Ne consegue che, grazie al paradosso contenuto nell’ossimoro di economia d’investimento, sarà possibile, con l’attuazione di questo nostro progetto, essere generatori di nuova cultura. Il merito è da attribuire ai partner istituzionali ed economici, aggiornati mecenati che saranno promotori di benefico sviluppo, il quale a sua volta alimenterà il soddisfacimento di nuove conoscenze e nuove istanze del nostro Paese e del nostro Mezzogiorno.
Chiusa una mostra, oltre al ricordo di ogni visitatore, a conclusione e a testimonianza di essa, ciò che rimane è il catalogo: la stampa è prevista non solo in italiano, bensì in edizioni singolarmente riservate per la lingua francese, inglese e tedesca, oltre a quella in cinese. Il catalogo sarà affiancato da un Sussidiario delle idee: per una genesi del pensiero nell’Antica Europa, ove saranno accolti i contributi dei maggiori paleo-archeologi, con una visione che mira a indagare il fenomeno nel suo aspetto storico, antropologico, mitologico, religioso e artistico, così da raccontare una letteratura di segni codificati nel tempo ma non oscurati dal suo fluire.

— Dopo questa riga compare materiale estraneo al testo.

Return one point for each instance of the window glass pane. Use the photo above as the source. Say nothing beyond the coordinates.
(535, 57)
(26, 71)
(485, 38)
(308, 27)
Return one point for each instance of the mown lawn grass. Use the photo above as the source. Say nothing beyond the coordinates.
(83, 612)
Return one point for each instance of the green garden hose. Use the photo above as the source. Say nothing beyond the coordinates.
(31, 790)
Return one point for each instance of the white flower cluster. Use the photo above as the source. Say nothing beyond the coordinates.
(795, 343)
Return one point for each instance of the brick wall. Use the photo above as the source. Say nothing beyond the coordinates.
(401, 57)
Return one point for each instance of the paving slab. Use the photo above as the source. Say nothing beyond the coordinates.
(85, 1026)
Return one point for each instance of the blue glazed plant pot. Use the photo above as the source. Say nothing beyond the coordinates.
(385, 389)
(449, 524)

Tra gli autori che hanno garantito la propria condivisione al progetto del Sussidiario, al di là dei contributi del direttore scientifico Giorgio Murru e del presidente onorario, Emmanuel Anati, hanno già consegnato i propri interventi Emanuele Severino, Raffaele Nigro e Dinko Fabris; al presente sono in essere contatti con Franco Mezzena, con il teologo valdese Paolo Ricca e lo storico dell’arte George Didi-Hubermann, oltre che con David Abulafia e Federico Faggin, pur senza esaurirsi così l’elenco degli invitati. Infine, la mostra prenderà avvìo durante un giorno di equinozio dell’imminente stagione autunnale, per chiudersi nel dicembre dell’anno a venire,
così da permettere a ogni visitatore che voglia raggiungere Matera di intessere un proprio dialogo con gli Uomini di pietra, nostri progenitori.